No Organization, No Magic

Staging does not seem to be compatible with everyday day-to-day living, though. So, unless we look past the design and pay attention to the home organization and available space, the shine of the big reveal will fade as soon as clutter returns.

Staging is the true hero on these shows. But it is the organization that ultimately makes the magic remain once reality sets in and homeowners’ stuff makes its way back into the house. Clutter the area again, and nobody will care about or even notice the outstanding design that once took their breath away.

For the homeowners to move back in and have this fantastic layout “work for them,” they need to flex those long-neglected organization muscles. Otherwise, the place will soon stop “working for them” again.

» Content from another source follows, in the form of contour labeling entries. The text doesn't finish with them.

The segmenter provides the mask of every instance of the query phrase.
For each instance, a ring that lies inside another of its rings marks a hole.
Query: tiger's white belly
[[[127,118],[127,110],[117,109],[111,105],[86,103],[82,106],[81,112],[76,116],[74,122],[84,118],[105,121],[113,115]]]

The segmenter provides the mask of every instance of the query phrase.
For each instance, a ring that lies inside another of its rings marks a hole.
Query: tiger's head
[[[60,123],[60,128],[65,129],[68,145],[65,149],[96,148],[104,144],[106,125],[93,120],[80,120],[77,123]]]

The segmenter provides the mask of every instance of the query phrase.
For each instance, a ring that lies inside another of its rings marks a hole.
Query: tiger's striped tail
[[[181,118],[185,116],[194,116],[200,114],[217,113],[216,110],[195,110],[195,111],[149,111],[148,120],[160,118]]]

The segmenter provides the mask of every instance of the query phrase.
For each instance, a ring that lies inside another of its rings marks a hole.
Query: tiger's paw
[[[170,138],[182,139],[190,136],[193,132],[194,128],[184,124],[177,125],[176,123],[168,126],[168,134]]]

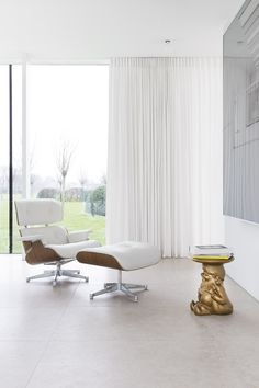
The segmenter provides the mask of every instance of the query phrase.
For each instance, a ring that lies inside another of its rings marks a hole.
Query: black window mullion
[[[13,251],[12,65],[9,65],[9,253]]]

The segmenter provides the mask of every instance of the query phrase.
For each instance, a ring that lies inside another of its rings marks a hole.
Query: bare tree
[[[63,208],[65,203],[66,178],[70,168],[74,151],[75,147],[72,147],[68,141],[63,141],[57,156],[58,183],[60,185],[60,199]]]

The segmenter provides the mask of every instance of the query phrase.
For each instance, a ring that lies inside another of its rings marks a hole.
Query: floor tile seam
[[[54,326],[54,328],[53,328],[53,330],[52,330],[52,333],[49,334],[49,336],[48,336],[48,339],[47,339],[47,341],[46,341],[46,343],[45,343],[45,346],[43,346],[43,350],[42,350],[42,352],[41,352],[41,354],[40,354],[40,356],[38,356],[38,360],[37,360],[35,366],[34,366],[34,368],[32,369],[32,372],[31,372],[31,374],[30,374],[30,377],[27,378],[27,381],[26,381],[24,388],[27,388],[27,387],[30,386],[30,384],[31,384],[31,381],[32,381],[32,379],[33,379],[34,374],[35,374],[35,372],[36,372],[36,369],[37,369],[37,367],[38,367],[41,361],[43,360],[44,354],[46,353],[46,351],[47,351],[47,349],[48,349],[50,342],[53,341],[53,336],[54,336],[55,330],[56,330],[56,328],[58,327],[58,324],[61,322],[61,319],[63,319],[63,317],[65,316],[66,310],[68,309],[68,306],[69,306],[69,304],[71,303],[71,300],[72,300],[72,298],[74,298],[74,296],[75,296],[75,294],[76,294],[76,290],[78,289],[78,286],[79,286],[79,284],[77,284],[77,286],[75,287],[75,289],[74,289],[74,292],[72,292],[72,295],[71,295],[71,297],[69,298],[68,304],[64,307],[63,312],[61,312],[61,315],[59,316],[59,319],[57,319],[57,321],[56,321],[56,323],[55,323],[55,326]]]

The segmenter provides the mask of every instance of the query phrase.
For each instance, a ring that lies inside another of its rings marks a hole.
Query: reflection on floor
[[[69,264],[70,265],[70,264]],[[89,300],[112,270],[74,263],[90,283],[25,283],[41,271],[0,256],[0,376],[4,388],[258,388],[259,304],[229,278],[235,312],[196,317],[200,264],[185,259],[124,274],[148,283],[139,303]]]

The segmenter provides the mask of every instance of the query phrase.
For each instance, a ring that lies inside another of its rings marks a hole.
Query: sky
[[[8,162],[8,67],[0,66],[0,166]],[[27,138],[31,172],[57,178],[64,145],[71,150],[67,183],[106,171],[109,67],[27,66]],[[21,162],[21,67],[13,72],[15,163]]]

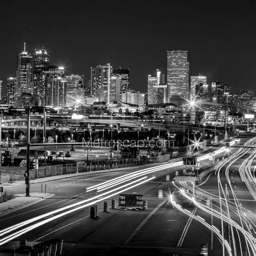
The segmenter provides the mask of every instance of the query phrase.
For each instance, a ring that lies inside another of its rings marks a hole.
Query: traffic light
[[[4,157],[1,153],[1,164],[3,164],[4,161]]]
[[[226,152],[230,152],[230,144],[226,143]]]
[[[36,168],[36,160],[29,160],[29,169],[35,169]]]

No matter what changes a space undergoes, if we don’t consider the space available and adequately manage our belongings, no HGTV design wonder will help in the long run.

There are very valid reasons to want to move or renovate a home. But when it is just a matter of the “space no longer working for us,” maybe giving the organization an honest chance saves us the costs and complexities of home renovations or moving.

Properly addressing the organization of the home makes it possible to live in a home worth a design show reveal any day of the week.

As an organization expert, I wish to show homeowners how they can live in bliss with their home environment. They can have a home and a space they love for its functionality and beauty.

That home you never knew you had? I can’t wait to show you!